9\. CNC [computer numerical control] Machinist,
<http://www.cnbc.com/id/44038159?slide=3>

8\. Technical Support Analyst, <http://www.cnbc.com/id/44038159?slide=4>

7\. Law Clerk, <http://www.cnbc.com/id/44038159?slide=5>

6\. Electronics Technician, <http://www.cnbc.com/id/44038159?slide=6>

5\. Technical Specialist, <http://www.cnbc.com/id/44038159?slide=7>

4\. Senior Web Developer, <http://www.cnbc.com/id/44038159?slide=8>

3\. Product Manager, <http://www.cnbc.com/id/44038159?slide=9>

2\. Director of Sales and Marketing,
<http://www.cnbc.com/id/44038159?slide=10>

1\. Director of Information Technology,
<http://www.cnbc.com/id/44038159?slide=11>

------
wccrawford
Anybody doing those jobs that hates them need to get out. Just leave. If you
hate the job altogether, find a new profession. If you just hate that company,
find a new company. Do not work for jerks.

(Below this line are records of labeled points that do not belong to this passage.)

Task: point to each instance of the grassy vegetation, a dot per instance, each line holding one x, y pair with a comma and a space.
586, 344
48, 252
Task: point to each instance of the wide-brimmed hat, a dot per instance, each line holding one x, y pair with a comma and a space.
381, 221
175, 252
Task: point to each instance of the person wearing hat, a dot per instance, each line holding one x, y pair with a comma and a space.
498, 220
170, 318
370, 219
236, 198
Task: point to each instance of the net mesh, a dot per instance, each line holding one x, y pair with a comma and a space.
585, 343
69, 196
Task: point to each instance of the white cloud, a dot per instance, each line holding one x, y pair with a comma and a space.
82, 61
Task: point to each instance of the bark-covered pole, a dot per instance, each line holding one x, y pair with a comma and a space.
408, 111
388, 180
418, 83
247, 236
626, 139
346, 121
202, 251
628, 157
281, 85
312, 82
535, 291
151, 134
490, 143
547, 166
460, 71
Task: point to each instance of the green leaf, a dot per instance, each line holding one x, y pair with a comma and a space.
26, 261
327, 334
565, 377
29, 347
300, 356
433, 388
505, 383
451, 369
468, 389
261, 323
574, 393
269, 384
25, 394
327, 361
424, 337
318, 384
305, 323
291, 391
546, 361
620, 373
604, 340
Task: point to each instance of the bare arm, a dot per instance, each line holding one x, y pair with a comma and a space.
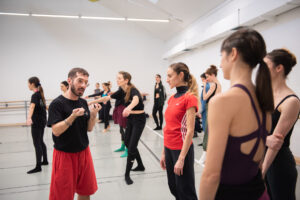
30, 113
218, 125
102, 99
62, 126
178, 168
288, 117
207, 94
134, 102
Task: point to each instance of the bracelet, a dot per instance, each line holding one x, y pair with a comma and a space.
67, 123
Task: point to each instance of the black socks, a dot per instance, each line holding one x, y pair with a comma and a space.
128, 180
45, 162
35, 170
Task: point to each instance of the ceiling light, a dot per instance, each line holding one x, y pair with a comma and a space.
87, 17
104, 18
55, 16
149, 20
14, 14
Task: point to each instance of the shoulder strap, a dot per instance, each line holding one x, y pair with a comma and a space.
288, 96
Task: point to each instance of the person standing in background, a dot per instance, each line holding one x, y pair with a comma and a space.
71, 118
37, 119
178, 151
64, 86
203, 102
159, 100
279, 165
214, 88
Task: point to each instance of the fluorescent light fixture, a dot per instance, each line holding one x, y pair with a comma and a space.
87, 17
56, 16
149, 20
104, 18
14, 14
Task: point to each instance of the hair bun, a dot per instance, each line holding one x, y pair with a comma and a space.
292, 57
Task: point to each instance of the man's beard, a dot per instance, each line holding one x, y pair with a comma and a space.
73, 90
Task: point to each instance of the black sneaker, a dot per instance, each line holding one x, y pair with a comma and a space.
157, 128
45, 162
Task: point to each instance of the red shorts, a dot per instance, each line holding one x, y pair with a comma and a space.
72, 172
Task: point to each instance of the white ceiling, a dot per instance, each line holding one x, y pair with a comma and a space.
181, 12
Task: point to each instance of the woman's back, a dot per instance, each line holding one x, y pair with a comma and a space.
247, 136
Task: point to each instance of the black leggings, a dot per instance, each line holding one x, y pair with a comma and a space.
135, 126
158, 108
106, 108
182, 187
282, 176
39, 145
122, 133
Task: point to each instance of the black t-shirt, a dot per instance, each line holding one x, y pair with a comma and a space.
119, 95
135, 92
39, 118
75, 138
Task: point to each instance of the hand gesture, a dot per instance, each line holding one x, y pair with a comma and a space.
78, 112
163, 162
178, 168
94, 109
126, 112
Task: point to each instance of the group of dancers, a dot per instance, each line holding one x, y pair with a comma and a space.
247, 128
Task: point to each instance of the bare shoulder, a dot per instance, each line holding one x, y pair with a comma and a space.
229, 101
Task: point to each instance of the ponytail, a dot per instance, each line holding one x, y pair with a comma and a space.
42, 94
193, 86
128, 91
263, 88
252, 48
36, 81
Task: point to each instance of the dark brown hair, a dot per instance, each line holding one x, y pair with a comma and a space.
127, 76
212, 70
73, 72
252, 49
36, 81
188, 78
65, 83
284, 57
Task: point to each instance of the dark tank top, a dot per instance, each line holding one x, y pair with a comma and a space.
240, 175
213, 94
275, 118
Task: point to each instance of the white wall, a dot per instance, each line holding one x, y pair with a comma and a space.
49, 48
283, 32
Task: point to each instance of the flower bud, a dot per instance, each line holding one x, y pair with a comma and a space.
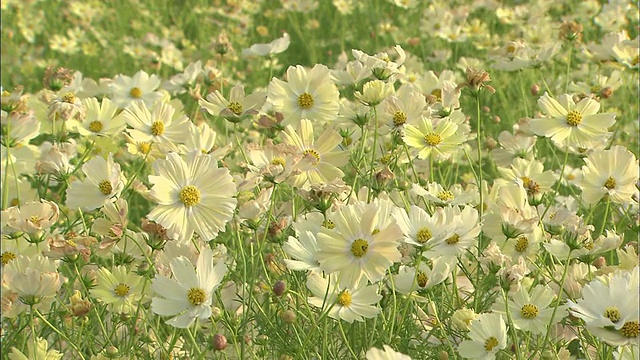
535, 89
219, 342
289, 316
279, 288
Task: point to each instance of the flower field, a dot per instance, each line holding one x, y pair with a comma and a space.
305, 179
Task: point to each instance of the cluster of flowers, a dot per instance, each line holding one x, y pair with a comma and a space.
342, 184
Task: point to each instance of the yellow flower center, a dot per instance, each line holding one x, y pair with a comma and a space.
305, 101
35, 220
196, 296
235, 107
69, 98
445, 195
278, 161
432, 139
529, 311
359, 247
96, 126
399, 118
328, 224
421, 279
453, 239
144, 147
490, 343
630, 329
157, 128
423, 235
522, 243
613, 314
135, 93
190, 195
105, 187
314, 154
121, 290
344, 298
437, 93
7, 256
610, 183
574, 118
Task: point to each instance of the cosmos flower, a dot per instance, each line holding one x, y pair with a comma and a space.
188, 295
571, 124
192, 196
306, 95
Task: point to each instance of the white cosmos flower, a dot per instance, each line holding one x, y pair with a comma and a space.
356, 247
141, 86
306, 95
103, 183
275, 47
568, 123
193, 195
188, 295
347, 303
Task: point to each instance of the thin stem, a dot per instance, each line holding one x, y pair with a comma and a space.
73, 345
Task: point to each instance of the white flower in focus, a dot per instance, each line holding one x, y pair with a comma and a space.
355, 247
192, 196
347, 303
571, 124
610, 308
33, 216
100, 119
306, 95
121, 289
612, 173
488, 335
188, 295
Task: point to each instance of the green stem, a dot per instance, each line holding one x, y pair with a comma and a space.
73, 345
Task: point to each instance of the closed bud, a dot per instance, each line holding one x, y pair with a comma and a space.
219, 342
535, 89
279, 288
491, 143
606, 92
600, 262
111, 352
289, 316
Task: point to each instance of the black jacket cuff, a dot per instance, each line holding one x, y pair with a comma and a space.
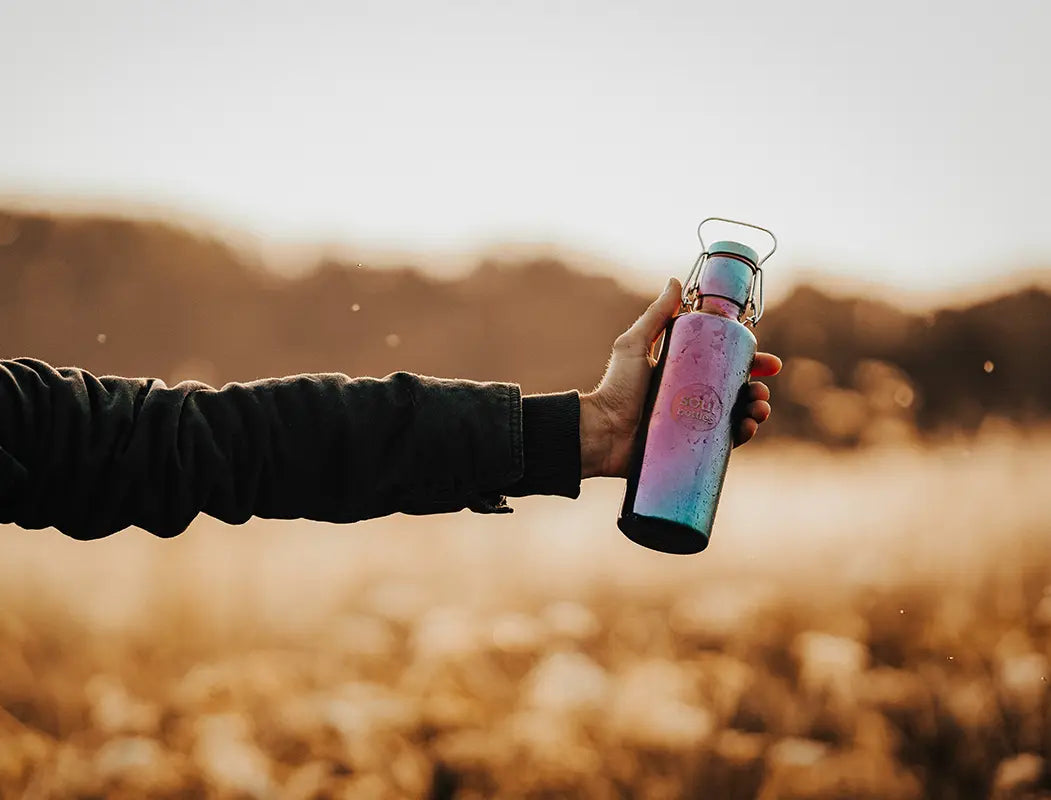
551, 444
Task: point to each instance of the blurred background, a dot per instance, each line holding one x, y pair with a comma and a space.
224, 191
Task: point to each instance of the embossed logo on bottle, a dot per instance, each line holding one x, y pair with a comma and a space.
697, 407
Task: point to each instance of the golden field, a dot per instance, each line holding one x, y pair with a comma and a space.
864, 624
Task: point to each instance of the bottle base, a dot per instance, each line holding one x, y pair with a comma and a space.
662, 535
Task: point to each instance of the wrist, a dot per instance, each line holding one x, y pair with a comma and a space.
595, 436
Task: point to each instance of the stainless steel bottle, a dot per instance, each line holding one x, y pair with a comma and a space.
684, 438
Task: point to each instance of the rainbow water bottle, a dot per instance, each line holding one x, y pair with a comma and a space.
684, 437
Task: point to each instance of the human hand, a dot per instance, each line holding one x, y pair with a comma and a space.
610, 415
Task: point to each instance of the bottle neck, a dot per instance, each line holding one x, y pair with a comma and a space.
721, 307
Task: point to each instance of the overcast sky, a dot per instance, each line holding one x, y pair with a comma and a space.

They'll go through good people until they realize that their attitude and
policies are preventing them from having good people. Eventually they'll have
no choice but to straighten up.

------
bambax
The image illustrating the "Senior Web Developer" job is a screen shot of an
HTML image map (with uppercase tags, for good measure); I haven't seen many of
those since 1995...?

------
Vitaly
Doesn't work on iPad, only ads can be seen, main content area is empty
whitespace.

------
cluboholic
What was their sample for this survey? an IT company? or did they pick their
samples online? I am sure there is much much more hated jobs out there.